“It’s a dangerous business, Frodo, going out your door. You step onto the road, and if you don’t keep your feet, there’s no knowing where you might be swept off to.”
โ J.R.R. Tolkien, The Lord of the Rings
It started with one report.
Someone in finance heard about Power BI and thought it would help them in their work. Then, more people wanted their own reports. Operations got on the bandwagon, too, and so did marketing. All these reports pulled data from various source systems and bogged them down to the point that they were unusable.
So, the company hired a team of data engineers. They built databases, pipelines, and other resources to move, shape, and combine data, in a haphazard approach. Every night, dozens of data factories ran hundreds of pipelines. Some were business-critical, and others were obsolete, with no user looking at the data.
Data and code are duplicated (or near enough), pulling data from the source and transformed multiple times to produce similar results.
Often, reports delivered fail to meet the needs of the business, leading to reports with little to no use and building skepticism from the company about the utility of analytics.
This is wasting money on cloud resources and developer time and is not sustainable. Fixing this situation is possible but expensive. All of this could have been avoided if the organization had a proper data strategy that governed how it would pursue its data.
Sections
What is a Data Strategy?
A data strategy is a plan that defines how your organization will manage its data, including the processes that are followed, how the data is organized, what technology is used, and who the people involved are and their roles.
It doesn’t have to have every detail defined, but a high-level plan with proper guidelines will guide you as things come up and your analytics system grows. This blog will help you think about what you must do to create one.
How to Create a Data Strategy
The first step in creating a data strategy is to decide where you want to end up. The entire goal of analytics is to help make decisions for your organization, so it is important to think about how your organization will use data to make decisions. Knowing where you want to go will guide the path you take to get there, so take some time to figure out where you want to go first.
The analytics environment of even a modest-sized organization can quickly become very complex. It will consist of many processes, storing data in many locations and forms. There needs to be a plan on how your data will be organized and flow through the analytics environment. Some things to think about are:
- Data layers. Raw data will come in from various source systems and often flow through several ‘layers’ or transformations as it is cleaned and organized before showing up in reports. What are the layers you will have?
- Divisions. An organization will have different departments (finance, operations, marketing, etc.), each with its own data they generate and want to see. They may also need to look at data from other departments. How will you handle these divisions and provide access? How will you mix data from different departments?
- Processes. What are the processes for creating new reports? Adding or enhancing data?
- Laws and Standards. Are there any laws or industry standards that apply to your data?

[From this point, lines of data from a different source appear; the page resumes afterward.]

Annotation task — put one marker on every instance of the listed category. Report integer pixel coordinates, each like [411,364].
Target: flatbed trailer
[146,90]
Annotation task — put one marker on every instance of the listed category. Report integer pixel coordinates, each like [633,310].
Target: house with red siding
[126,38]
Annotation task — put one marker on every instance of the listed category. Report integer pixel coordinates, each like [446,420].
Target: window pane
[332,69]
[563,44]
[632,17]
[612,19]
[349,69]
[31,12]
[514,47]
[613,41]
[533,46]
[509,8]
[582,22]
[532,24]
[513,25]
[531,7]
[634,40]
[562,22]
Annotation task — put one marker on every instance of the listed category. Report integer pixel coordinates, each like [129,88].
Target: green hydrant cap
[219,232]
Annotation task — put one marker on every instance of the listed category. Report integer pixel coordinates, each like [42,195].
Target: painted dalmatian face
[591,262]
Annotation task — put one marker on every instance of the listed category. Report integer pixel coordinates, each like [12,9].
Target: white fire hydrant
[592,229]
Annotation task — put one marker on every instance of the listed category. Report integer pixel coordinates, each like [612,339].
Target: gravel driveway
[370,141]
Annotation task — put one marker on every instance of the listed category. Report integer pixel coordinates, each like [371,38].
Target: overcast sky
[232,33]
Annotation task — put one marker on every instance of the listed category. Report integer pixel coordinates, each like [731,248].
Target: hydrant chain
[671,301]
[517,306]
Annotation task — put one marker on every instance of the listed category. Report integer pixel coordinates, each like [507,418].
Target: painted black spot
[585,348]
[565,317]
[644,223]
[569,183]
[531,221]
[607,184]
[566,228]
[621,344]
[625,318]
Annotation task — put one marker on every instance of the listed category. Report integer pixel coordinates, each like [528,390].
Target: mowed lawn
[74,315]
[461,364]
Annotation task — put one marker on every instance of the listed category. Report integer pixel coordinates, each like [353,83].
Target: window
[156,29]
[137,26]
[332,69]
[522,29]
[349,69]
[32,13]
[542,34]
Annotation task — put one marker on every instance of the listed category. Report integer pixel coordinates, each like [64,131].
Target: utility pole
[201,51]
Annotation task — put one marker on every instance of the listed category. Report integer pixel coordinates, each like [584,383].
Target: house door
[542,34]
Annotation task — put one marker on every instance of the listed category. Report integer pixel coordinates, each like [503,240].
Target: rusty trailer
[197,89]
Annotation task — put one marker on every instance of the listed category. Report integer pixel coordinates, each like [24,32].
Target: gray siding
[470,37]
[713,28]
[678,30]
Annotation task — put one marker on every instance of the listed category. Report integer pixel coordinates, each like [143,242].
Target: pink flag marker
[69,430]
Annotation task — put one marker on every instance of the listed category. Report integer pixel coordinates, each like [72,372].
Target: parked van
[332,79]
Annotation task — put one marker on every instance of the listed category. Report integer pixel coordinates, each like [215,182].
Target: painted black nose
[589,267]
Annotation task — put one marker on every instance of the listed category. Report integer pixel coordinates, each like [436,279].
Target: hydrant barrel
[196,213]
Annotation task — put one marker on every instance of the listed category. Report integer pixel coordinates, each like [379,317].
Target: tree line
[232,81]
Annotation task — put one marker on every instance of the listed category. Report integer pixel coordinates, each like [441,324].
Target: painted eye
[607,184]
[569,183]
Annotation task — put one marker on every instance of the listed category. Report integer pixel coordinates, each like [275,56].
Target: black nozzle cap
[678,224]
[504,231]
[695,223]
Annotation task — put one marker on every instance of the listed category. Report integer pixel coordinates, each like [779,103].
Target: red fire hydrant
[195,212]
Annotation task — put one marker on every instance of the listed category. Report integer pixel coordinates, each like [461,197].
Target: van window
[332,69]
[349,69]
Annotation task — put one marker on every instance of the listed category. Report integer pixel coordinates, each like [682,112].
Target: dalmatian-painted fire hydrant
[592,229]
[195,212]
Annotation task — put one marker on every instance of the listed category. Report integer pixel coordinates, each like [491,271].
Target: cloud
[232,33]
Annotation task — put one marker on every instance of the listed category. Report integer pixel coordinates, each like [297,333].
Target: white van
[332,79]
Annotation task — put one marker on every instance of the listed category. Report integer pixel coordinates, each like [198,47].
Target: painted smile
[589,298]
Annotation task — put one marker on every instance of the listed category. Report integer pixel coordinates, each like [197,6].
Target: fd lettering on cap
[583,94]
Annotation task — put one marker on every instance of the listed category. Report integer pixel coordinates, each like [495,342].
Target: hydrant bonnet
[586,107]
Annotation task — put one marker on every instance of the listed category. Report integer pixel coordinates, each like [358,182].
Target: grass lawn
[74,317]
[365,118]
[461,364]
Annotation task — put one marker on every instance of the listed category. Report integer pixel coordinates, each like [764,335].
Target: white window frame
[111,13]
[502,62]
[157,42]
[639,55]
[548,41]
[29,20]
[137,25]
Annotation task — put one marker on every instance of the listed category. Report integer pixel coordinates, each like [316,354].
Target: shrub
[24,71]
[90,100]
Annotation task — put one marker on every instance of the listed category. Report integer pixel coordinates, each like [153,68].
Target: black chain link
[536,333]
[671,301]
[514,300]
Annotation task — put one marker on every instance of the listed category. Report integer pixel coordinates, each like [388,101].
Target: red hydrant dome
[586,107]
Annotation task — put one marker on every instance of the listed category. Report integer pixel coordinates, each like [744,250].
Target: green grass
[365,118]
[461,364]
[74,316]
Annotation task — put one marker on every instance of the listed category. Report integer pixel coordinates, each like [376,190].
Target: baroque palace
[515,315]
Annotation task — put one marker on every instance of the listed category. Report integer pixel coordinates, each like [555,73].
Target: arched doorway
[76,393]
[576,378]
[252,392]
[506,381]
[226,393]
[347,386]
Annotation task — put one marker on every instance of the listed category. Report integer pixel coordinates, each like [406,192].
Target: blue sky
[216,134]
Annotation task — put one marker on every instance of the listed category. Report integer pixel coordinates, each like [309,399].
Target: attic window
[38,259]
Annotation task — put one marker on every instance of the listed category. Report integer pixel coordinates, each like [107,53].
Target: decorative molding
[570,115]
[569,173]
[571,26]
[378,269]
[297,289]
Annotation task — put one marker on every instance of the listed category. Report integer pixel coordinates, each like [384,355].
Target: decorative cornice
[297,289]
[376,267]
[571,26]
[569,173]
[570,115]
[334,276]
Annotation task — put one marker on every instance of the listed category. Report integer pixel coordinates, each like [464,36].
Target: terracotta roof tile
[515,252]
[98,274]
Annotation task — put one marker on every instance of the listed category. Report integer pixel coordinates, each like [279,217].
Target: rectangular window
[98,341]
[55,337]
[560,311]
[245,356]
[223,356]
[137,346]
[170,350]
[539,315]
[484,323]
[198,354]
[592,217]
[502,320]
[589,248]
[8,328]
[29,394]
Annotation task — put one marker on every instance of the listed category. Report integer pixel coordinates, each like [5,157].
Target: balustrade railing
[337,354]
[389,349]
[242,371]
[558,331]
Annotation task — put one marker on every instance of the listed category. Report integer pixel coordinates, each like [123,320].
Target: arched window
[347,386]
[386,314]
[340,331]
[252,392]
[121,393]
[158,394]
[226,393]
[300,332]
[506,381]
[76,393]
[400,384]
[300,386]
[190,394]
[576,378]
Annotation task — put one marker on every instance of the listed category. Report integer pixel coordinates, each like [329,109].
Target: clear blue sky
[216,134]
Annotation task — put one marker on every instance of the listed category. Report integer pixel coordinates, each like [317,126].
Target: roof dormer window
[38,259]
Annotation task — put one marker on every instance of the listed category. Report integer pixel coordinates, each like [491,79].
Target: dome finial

- Privacy protection/GDPR, Personally identifying information (PII), Payment account numbers (PAN), health data
- Technology. What technology will you use? On-prem or cloud. Proprietary software or open-source? Single vendor or multiple?
- Documentation. What platform will you use for documentation? What processes will ensure it is accurate and up to date? Who needs access to the documentation? Data engineers will need one type of documentation, while business users need another.

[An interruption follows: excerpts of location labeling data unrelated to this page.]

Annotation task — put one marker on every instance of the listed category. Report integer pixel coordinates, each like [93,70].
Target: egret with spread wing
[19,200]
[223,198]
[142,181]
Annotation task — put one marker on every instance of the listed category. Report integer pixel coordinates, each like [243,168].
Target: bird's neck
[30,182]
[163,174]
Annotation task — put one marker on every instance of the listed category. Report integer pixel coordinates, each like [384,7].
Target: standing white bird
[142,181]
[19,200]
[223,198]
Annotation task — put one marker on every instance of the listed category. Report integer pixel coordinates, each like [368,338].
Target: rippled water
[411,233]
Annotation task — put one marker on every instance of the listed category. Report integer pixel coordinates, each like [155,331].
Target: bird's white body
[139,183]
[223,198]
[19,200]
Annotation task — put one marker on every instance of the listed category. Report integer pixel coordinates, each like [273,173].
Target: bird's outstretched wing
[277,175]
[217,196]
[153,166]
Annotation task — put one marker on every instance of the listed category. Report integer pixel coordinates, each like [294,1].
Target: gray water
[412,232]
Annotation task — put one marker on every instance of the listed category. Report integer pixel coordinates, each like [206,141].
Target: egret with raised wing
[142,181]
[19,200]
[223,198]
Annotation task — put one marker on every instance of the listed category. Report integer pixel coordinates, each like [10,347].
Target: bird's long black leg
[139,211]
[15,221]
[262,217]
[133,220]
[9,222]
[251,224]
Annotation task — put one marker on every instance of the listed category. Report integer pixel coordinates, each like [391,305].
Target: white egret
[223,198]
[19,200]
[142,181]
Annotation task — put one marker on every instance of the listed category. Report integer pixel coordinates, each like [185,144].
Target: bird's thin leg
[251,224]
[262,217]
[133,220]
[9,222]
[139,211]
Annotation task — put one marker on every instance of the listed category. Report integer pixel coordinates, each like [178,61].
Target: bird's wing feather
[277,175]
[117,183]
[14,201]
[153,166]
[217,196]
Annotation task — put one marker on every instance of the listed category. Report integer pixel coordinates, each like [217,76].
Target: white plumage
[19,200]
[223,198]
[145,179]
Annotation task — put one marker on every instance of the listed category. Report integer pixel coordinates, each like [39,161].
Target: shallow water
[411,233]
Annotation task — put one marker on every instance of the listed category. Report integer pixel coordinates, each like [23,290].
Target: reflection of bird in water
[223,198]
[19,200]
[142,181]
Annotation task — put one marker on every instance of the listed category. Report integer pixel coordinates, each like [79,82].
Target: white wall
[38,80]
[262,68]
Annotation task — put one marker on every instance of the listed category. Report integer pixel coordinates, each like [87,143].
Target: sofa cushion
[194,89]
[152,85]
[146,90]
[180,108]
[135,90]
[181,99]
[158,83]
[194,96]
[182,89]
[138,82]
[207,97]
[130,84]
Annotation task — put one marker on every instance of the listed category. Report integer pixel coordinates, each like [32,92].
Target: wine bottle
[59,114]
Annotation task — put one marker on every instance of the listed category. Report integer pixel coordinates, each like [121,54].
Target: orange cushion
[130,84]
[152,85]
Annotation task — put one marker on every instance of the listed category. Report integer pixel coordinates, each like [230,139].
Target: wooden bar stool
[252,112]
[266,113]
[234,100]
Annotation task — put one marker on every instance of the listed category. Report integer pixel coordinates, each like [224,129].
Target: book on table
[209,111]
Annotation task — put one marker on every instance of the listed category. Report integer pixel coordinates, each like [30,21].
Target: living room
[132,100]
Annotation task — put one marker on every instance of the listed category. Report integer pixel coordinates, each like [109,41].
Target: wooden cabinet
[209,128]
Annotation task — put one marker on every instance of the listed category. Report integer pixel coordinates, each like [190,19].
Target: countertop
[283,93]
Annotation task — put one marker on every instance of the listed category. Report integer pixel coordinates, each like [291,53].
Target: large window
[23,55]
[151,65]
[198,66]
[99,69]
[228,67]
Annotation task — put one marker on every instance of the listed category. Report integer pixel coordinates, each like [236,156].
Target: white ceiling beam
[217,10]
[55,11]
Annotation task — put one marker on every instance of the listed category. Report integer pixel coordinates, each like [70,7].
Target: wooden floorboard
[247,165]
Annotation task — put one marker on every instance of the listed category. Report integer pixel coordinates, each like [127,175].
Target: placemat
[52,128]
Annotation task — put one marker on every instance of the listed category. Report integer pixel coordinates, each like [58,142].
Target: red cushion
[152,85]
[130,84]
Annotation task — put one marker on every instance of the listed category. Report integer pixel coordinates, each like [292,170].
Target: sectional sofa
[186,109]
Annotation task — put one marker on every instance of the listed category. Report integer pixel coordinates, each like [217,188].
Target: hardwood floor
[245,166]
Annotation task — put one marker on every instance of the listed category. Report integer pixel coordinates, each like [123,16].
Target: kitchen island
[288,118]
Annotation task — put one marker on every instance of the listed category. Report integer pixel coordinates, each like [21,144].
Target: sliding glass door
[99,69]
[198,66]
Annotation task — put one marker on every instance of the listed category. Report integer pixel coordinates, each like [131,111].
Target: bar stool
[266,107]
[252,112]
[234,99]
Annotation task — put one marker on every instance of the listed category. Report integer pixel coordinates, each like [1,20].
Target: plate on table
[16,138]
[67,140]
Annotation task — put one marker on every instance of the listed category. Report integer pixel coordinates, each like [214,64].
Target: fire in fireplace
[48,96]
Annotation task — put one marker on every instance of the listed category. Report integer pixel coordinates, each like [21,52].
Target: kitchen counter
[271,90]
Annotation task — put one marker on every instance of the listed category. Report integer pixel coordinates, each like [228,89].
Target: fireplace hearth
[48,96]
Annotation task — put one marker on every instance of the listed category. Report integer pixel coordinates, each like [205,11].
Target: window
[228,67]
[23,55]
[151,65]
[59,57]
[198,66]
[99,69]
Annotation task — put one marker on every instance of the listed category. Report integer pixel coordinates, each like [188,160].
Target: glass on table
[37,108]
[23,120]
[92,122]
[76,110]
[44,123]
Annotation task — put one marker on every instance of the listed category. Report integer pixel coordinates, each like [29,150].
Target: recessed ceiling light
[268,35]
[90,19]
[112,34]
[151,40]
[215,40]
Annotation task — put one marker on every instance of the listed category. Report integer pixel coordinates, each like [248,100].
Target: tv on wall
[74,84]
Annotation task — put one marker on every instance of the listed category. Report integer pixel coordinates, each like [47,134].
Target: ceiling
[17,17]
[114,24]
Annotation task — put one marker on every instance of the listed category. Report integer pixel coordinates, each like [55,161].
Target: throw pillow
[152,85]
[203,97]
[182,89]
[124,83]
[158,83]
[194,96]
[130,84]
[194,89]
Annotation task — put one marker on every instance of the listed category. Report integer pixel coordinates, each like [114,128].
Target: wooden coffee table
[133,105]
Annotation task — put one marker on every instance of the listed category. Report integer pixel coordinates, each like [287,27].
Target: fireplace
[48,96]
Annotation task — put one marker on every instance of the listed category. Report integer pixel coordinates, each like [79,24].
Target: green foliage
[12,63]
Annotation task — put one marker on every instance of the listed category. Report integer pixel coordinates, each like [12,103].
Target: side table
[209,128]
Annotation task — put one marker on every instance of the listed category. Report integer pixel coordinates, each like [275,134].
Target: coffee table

- The team. What will the development team look like?
- Remember, beyond technical staff, there should be experts in various business areas working with the development team. They need the capacity to do this, and you will have to move them off business tasks to help with data development.

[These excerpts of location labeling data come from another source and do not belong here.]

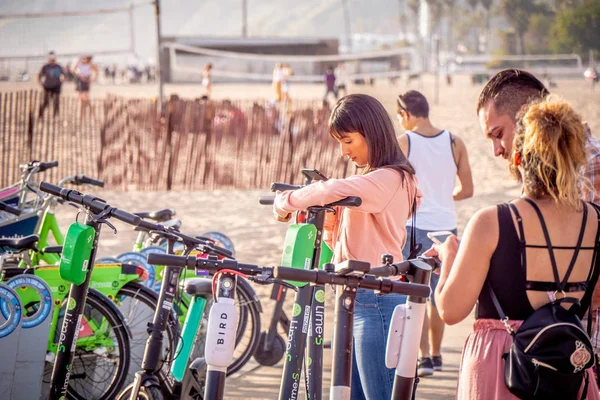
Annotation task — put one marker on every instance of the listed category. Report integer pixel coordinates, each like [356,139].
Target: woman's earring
[517,159]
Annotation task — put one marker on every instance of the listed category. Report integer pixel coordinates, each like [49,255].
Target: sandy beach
[258,237]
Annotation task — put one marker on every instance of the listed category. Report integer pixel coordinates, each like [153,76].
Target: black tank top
[508,267]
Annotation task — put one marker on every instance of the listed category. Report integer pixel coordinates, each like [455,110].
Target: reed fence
[193,145]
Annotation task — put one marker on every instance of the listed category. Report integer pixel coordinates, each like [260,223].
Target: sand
[258,238]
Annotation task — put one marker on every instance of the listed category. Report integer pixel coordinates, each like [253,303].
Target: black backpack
[551,352]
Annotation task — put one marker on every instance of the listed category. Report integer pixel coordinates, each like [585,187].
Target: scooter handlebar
[266,200]
[9,209]
[275,186]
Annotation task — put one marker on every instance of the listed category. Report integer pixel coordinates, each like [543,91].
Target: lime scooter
[349,275]
[77,263]
[304,249]
[120,282]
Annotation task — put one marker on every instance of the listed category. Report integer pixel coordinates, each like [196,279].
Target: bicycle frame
[151,373]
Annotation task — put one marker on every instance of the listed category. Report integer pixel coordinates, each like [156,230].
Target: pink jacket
[363,233]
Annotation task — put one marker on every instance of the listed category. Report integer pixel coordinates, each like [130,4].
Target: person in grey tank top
[439,158]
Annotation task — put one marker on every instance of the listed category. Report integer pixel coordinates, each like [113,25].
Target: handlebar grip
[44,166]
[293,274]
[219,250]
[126,217]
[385,270]
[391,270]
[283,187]
[54,190]
[171,260]
[411,289]
[9,209]
[81,179]
[350,201]
[266,200]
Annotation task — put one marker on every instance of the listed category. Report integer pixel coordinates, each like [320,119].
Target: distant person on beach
[388,189]
[85,72]
[593,75]
[286,73]
[277,82]
[207,79]
[438,157]
[51,77]
[342,79]
[508,250]
[330,83]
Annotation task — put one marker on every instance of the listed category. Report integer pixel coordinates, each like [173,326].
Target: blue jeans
[427,243]
[371,379]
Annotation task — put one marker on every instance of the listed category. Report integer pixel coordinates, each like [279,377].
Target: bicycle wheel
[138,304]
[101,361]
[145,393]
[248,329]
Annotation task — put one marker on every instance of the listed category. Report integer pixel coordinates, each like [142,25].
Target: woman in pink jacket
[388,188]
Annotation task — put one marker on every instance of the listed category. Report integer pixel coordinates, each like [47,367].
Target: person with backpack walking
[531,267]
[51,77]
[439,158]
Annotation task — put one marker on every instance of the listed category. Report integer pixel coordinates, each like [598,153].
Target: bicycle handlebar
[287,273]
[39,166]
[93,203]
[42,166]
[82,179]
[205,242]
[9,209]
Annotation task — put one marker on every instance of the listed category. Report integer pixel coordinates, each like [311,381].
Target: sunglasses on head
[401,104]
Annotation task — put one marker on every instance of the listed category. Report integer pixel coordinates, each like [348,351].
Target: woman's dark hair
[364,114]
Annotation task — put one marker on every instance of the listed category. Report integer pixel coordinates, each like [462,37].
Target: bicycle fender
[113,307]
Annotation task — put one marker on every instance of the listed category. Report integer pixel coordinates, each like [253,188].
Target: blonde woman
[516,247]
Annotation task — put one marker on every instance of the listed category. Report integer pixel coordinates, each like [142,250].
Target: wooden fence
[194,145]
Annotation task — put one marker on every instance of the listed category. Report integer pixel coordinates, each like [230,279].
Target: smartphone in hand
[439,237]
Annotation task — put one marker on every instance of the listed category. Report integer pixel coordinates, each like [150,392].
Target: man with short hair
[499,103]
[439,157]
[51,77]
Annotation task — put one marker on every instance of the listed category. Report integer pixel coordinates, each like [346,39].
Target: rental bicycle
[77,263]
[350,276]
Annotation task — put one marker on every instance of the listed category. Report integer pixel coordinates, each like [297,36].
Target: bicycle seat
[197,286]
[22,243]
[158,215]
[173,223]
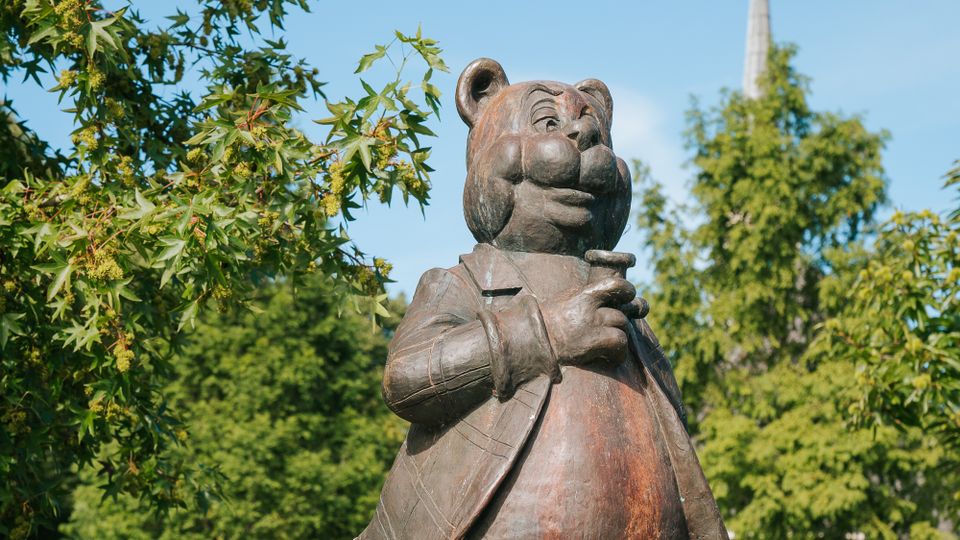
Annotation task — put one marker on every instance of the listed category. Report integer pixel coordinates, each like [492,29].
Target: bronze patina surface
[541,404]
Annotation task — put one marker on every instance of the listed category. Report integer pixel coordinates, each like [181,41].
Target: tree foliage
[287,404]
[167,203]
[902,327]
[782,196]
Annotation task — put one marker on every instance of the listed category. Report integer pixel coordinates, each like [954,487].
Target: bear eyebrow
[538,88]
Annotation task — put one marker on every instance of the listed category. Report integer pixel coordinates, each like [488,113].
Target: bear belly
[596,466]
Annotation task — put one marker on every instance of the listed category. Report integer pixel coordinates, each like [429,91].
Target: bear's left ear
[479,82]
[600,92]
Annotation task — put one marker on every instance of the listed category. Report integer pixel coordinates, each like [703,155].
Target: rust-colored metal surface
[540,402]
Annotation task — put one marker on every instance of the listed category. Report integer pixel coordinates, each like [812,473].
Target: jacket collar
[492,271]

- How will you know it is working? Is it delivering what you want? Are business users using what you’ve built?
Conclusion
A good data strategy will allow your organization to build its analytics system in a logical way, which allows for clear development and maintenance and, most importantly, useful data. Going back to the introduction of this blog, had our imaginary company had a good data strategy, it could have avoided many issues and created an analytics system that would be an asset instead of a liability.